Study Seeks to Improve Treatment After Stroke
Library: MED
Keywords: STROKE TREATMENT NEUROLOGY NEUROSURGERY CAROTID ARTERY BLOCKAGE MIDWEST
Description: Researchers at the University of Illinois Medical Center at Chicago and Rush-Presbyterian-St. Luke's Medical Center will try to determine the most effective treatment for patients who recently have had either a stroke or a transient ischemic attack due to a complete blockage of one of their carotid arteries.



Nan Hoffman
E-Mail: nanhoff@uic.edu
Phone: (312) 355-2954

Study Seeks to Improve Treatment After Stroke

Researchers at the University of Illinois Medical Center at Chicago and Rush-Presbyterian-St. Luke's Medical Center hope to determine the most effective treatment for patients who have recently had either a stroke or a transient ischemic attack (a brief interruption of blood supply to part of the brain) due to a complete blockage of one of their carotid arteries.

"We're hoping to become better informed about the best way to go about treating these conditions, which can have such devastating consequences," said Dr. Fady Charbel, professor and interim head of neurosurgery at the UIC College of Medicine. Charbel, the principal investigator on the study for the Central Midwest, will work with Dr. Sean Ruland, a neurologist at Rush.

A stroke occurs when a blood clot blocks a blood vessel or artery, or when a blood vessel breaks, interrupting blood and oxygen flow to an area of the brain. When this occurs, brain cells in the immediate area die creating a condition that may lead to reversible or irreversible paralysis. Depending on the area of the brain that is damaged, a stroke can also cause coma, speech problems and dementia.

Transient ischemic attack (TIA) symptoms, which usually occur suddenly, are similar to those of a stroke but do not last as long, and full recovery usually takes place within 24 hours.

Patients eligible for the study include those who have had either smaller strokes or TIAs due to a complete blockage in one of their carotid arteries. The researchers will use a special oxygen isotope in conjunction with a positron emission tomography, or PET scan, to determine if the patient is eligible for the study.

Ruland said previous studies using the isotope with PET scans have shown that people who have low detectable levels of the isotope have higher rates of stroke than those with higher levels. When the PET scans detect a small amount of the isotope, the patient is a good candidate for the study.

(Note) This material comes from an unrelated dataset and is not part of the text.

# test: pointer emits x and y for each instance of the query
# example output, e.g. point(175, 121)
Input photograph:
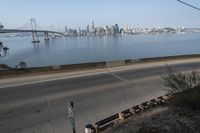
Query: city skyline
point(78, 13)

Patients will be randomly assigned to receive either medical management or surgery. Those patients randomized for surgery will receive care from Charbel, who will remove a portion of the superficial temporal artery and graft it onto the blocked artery, thus redirecting the blood flow around the blockage.

Patients will then be followed-up every three months for at least two years to monitor their condition.

Approximately 730,000 people experience first-ever or recurrent strokes each year in the United States. Ten to 15 percent of these patients have blockages in one of their carotid arteries.

Currently, patients who suffer strokes associated with severe narrowing by cholesterol plaque in this area either undergo surgery to remove the plaque or are treated with platelet inhibitory drugs.

For those patients with complete blockages, the treatment is less certain, and they are commonly treated with medication as the plaque cannot be removed safely at this point. If symptoms persist despite medication, bypass surgery is sometimes considered as a last resort.

Surgery requires that the artery in the temple be redirected so that it funnels more blood to the area of the brain affected by the stroke.

For more information about the study, contact Kate Walsh at 1-800-597-5970.

The study is funded by the National Institutes of Health and will take approximately five years to complete.